Peptides were analyzed by trapping on a 2.5 cm pre-column, followed by analytical separation on a 15–20 cm 75 μm ID fused silica column, both packed with Magic C18 AQ (Bruker). Columns were terminated with an integral fused silica emitter prepared in house. Peptides were eluted using a 5–40 % ACN/0.1 % formic acid gradient performed over 116 min at a flow rate of 250–300 nL/min. For each full-range Fourier transform mass spectrometry (FT-MS) scan (nominal resolution of 60,000), the six most intense ions were analyzed via data-dependent MS/MS in the linear ion trap using dynamic exclusion for 150 % of the observed chromatographic peak width. MS/MS settings used a trigger threshold of 8,000 counts, monoisotopic precursor selection (MIPS), and rejection of parent ions that had unassigned charge states or were previously identified as contaminants. Centroided ion masses were extracted using the extract_msn.exe utility from Bioworks 3.3.1 and were used for database searching with MASCOT v2.2.04 (Matrix Science) and X Tandem v2007.01.01.1 (www.​thegpm.​org).

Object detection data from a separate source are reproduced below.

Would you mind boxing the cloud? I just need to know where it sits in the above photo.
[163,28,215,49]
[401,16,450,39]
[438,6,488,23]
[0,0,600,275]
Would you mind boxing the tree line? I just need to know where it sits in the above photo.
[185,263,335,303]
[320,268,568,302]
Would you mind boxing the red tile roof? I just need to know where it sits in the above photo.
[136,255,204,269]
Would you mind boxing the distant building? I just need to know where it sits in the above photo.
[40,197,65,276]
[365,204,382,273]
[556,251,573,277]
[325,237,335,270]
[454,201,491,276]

Scaffold (Version 3, Proteome Software Inc., Portland, OR) was used to validate MS/MS based peptide and protein identifications. Peptide identifications were accepted if they could be established at greater than 95 % probability as specified by the Peptide Prophet algorithm [22]. Protein identifications were accepted if they could be established at greater than 99.0 % probability and contained at least 2 identified peptides. Protein probabilities were assigned by the Protein Prophet algorithm [23]. Proteins that contained similar peptides and could not be differentiated based on MS/MS analysis alone were grouped to satisfy the principles of parsimony. A t-test was performed to determine significant differences in proteins identified in the eluents from SHetA2-microspheres in comparison to the eluents from unconjugated microspheres. P values of less than 0.05 were considered to be statistically significant.

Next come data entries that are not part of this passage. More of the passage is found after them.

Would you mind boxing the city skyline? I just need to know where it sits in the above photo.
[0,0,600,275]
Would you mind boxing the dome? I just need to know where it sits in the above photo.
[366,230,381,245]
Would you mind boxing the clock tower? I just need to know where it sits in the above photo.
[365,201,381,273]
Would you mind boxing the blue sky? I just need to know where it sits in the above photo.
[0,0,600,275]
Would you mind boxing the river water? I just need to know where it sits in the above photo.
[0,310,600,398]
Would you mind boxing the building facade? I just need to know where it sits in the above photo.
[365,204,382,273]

The A2780 human ovarian cancer cell line (gift of Michael Birrer, Harvard Medical School, Boston, MA) was cultured in RPMI 1640 tissue culture medium supplemented with 10 % fetal bovine serum (FBS), antibiotic/antimycotic, 1 nM sodium pyruvate and 1 mM HEPES buffer. Whole cell protein extracts were prepared from cultures treated with SHetA2 or DMSO for various times using M-PER Mammalian Protein Extraction Reagent (Thermo Scientific) or Triton × 100 lysis buffer consisting of 1 % Triton × 100, 10 mM Tris pH 7.4, 5 mM EDTA pH 8.0, and 50 mM NaCl. Cells were incubated and agitated by pipette or vortex every 5 min for 30 min. After incubation, samples were spun down for 3 min at 10,000 g to remove debris. Cell lysates were centrifuged to remove debris for 5 min at 3,000 g using a 1:100 ratio of anti-p66shc antibody (Santa Cruz, Cat # sc-967), anti-p53 antibody (Santa Cruz, Cat # sc-126) or anti-mortalin antibody (Cell signaling Cat # 3593) to lysate was added to each lysate immediately and incubated at 4 °C overnight. The next day, cells were incubated with Protein G-PLUS Agarose microspheres (Santa Cruz) for 1 hr. Microspheres were then washed 3 times with 1 mL of 10 % NP-40/Tris pH 8.0 buffer and centrifuged at 3,000 ×g for 4 min. Twenty microliters of SDS loading buffer was then added to each sample, and the solution was boiled for 5 min before being electrophoresed into a 12–15 % sodium dodecyl sulfate-polyacrylamide (SDS) gel electrophoresis, transferred to a polyvinylidene difluoride (PVDF) membrane, blocked in 5 % milk for 1 hr at room temperature, and then immunoblotted with the desired primary antibody (anti-mortalin antibody (Cell signaling Cat # 3593), anti-p53 antibody (Santa Cruz, Cat # sc-126) or anti-p66shc antibody (Santa Cruz, Cat # sc-967) and then incubated overnight at 4 °C. The membranes were then washed 3 times with 10 mL of PBS-Tween 20 (0.1 %), incubated with the appropriate HRP-conjugated secondary antibody for 30 min at room temperature and twashed 3 times with 10 mL of PBS-Tween 20 (0.1 %). Finally, specifically bound antibody was detected using Western Blotting Luminol Reagent (Santa Cruz Biotechnology) and exposure to X-Ray negative film.